ALABAŞ, "TTK'NIN İŞÇİ AÇIKLARI GİDERİLMELİDİR"
Basın mensuplarının büyük ilgi gösterdiği toplantıda bir konuşma yapan GMİS Genel Başkanı Eyüp Alabaş, göreve geldikleri 2011 yılından bugüne kadar yaptıkları çalışmaları kısaca anlattı ve gündemdeki konuları değerlendirdi.
Alabaş, TTK’nın durumu, işçi açıkları ve bu açıkların giderilmesi konularını, Çatalağzı Termik Elektrik Santrali’nin özelleştirilmesi girişimlerine karşı görüşlerini, eğitim ve örgütlenme çalışmalarını, Sendikalarının 2014 yılı hedeflerini anlattı.
Zonguldak’ın merkezi bütçeye katkı sağlayan 12 il arasında 7. Sırada olduğuna dikkat çeken Alabaş, “Bu iller arasında göç veren tek il Zonguldak” dedi.
TTK’nın kurulu kapasitesinin yıllık 5 milyon ton olduğuna dikkat çeken GMİS Genel Başkanı Eyüp Alabaş, TTK’daki işçi açıklarının en kısa sürede giderilmesi gerektiğini belirtti. Çatalağzı Termik Elektrik Santrali’nin özelleştirilmesinin hata olacağını tekrarlayan Alabaş, “Türkiye Taşkömürü Kurumu’nun ayrılmaz bir parçası olan Çatalağzı Termik Elektrik Santrali’nin kendi özel durumunu görmezden gelmek tam bir aymazlıktır” ifadelerini kullandı.
Alabaş şöyle konuştu;
“Değerli basın temsilcileri, değerli yönetim kurulu arkadaşlarım,
Genel Maden İşçileri Sendikası adına hepinize hoşgeldiniz diyor, sevgi ve saygılarımı sunuyorum.
Uzun zamandır Zonguldak basınımızla bir araya gelememiştik.
Her ne kadar sizlerle ayrı ayrı görmüş olsak da bizim Genel Maden İşçileri Sendikası olarak çeşitli vesilelerle basınımızı bir araya getirmek gibi bir geleneğimiz var. Bu yıl inşallah sık sık bir araya geleceğiz.
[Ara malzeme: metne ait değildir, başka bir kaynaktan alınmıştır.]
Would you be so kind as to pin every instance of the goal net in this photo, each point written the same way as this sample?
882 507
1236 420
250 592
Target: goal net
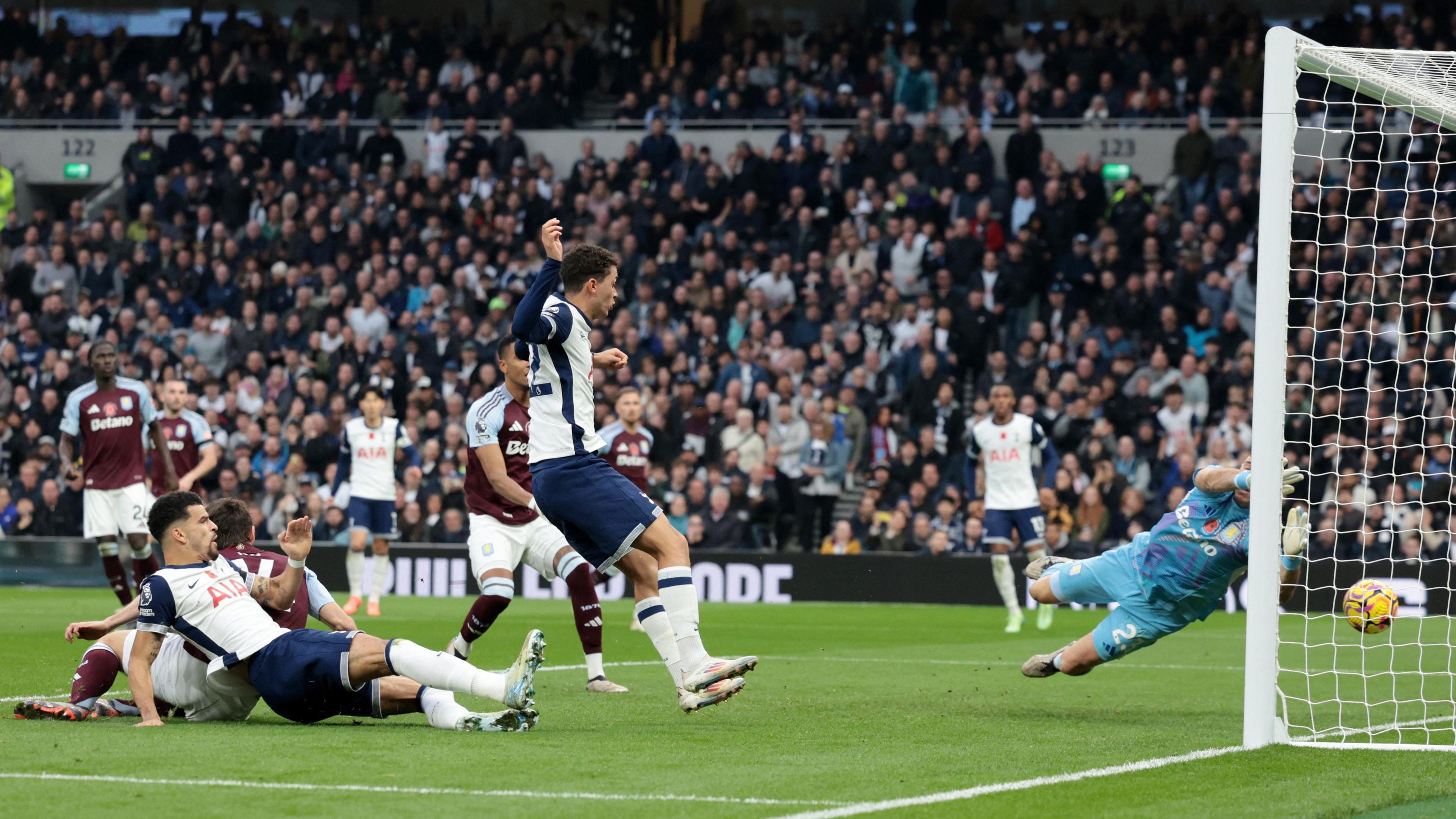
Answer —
1357 267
“BAŞARILI BİR DÖNEM GEÇİRDİK…”
Genel Maden İşçileri Sendikası olarak 2013 yılını çok yoğun bir tempoda çalışarak tamamladık. Çok şükür, yüzümüzü kızartacak, bizi utandıracak bir yanlışımız olmadı. Elbetteki herşey bizim istediğimiz gibi de olmadı. Ama yine de başarılı bir dönem geçirdiğimizi düşünüyorum.
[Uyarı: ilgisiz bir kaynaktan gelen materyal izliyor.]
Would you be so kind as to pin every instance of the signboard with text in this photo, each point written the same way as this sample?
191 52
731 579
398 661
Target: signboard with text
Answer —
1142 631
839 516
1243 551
Tüm yönetim kurulu arkadaşlarıma ve sendikamız çalışanlarına teşekkür ediyorum.
Aslında göreve geldiğimiz andan itibaren yoğun bir çalışma dönemi geçirdik.
2011 yılında, TTK’da 24.dönem, MTA da 14. Dönem Toplu İş Sözleşmesi görüşmeleri devam ederken göreve geldik. Hemen bir genel seçim atmosferine girdik.
2012 yılında sendikamızın örgütsel yapısını ve kurumsal kimliğini güçlendirmek ve mücadeleye hazırlanmak için çalıştık.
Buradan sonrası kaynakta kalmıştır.